The Bush administration is expected to notify Congress this week about part of an arms package for Saudi Arabia.

"It's a big package that we have offered to the Saudis. It actually gets sort of negotiated between us and the Saudis in pieces, and those pieces then get notified to the Congress," the official said. One element of the arms package will be notified to Congress on Monday, he said.

The administration last year proposed supplying Gulf Arab states with some $20 billion (10.2 billion pounds) in new weapons, including Joint Direct Attack Munition bomb kits for the Saudis.

The plan had angered Israel's backers in Washington but Israeli security sources said on Sunday the United States would provide the Jewish state better "smart bombs" than those it plans to sell Saudi Arabia under the regional defence plan.
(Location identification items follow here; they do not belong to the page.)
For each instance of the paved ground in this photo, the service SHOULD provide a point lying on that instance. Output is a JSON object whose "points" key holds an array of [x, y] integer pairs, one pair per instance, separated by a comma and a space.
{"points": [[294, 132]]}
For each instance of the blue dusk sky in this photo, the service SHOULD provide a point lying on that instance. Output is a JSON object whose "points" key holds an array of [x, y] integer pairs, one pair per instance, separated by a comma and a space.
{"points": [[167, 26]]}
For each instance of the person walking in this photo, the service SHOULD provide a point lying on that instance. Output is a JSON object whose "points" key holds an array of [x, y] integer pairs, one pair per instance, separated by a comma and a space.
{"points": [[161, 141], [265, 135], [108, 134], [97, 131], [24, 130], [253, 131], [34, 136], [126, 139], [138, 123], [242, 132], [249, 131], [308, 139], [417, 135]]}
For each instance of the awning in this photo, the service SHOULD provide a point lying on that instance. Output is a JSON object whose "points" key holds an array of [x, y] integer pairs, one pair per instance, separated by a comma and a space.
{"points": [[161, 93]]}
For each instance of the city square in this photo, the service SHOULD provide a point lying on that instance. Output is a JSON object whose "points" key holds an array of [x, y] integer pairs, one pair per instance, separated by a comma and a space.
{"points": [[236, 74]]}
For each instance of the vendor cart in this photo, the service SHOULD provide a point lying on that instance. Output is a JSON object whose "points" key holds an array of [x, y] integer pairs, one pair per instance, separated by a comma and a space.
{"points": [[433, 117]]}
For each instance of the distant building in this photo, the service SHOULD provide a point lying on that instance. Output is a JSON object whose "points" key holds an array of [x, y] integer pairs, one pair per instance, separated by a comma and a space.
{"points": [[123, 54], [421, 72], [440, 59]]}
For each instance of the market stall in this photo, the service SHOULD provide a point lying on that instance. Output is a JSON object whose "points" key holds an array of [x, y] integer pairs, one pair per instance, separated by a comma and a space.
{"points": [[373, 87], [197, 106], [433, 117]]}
It was unclear what may be discussed on the subject of oil prices when Bush meets King Abdullah, or whether that issue would be left mainly to U.S. Energy Secretary Sam Bodman when he visits Saudi Arabia later this month.

Oil prices near $100 per barrel have nearly doubled since Bush, a former oil man, walked arm in arm with King Abdullah, then the crown prince, at his Texas ranch in April 2005.

Washington rarely makes public criticism of Saudi Arabia over its political and human rights record, but Bush spoke out against a court verdict condemning a gang rape victim to 200 lashes. King Abdullah pardoned the woman who was accused of being with an unrelated man when she was snatched by seven attackers.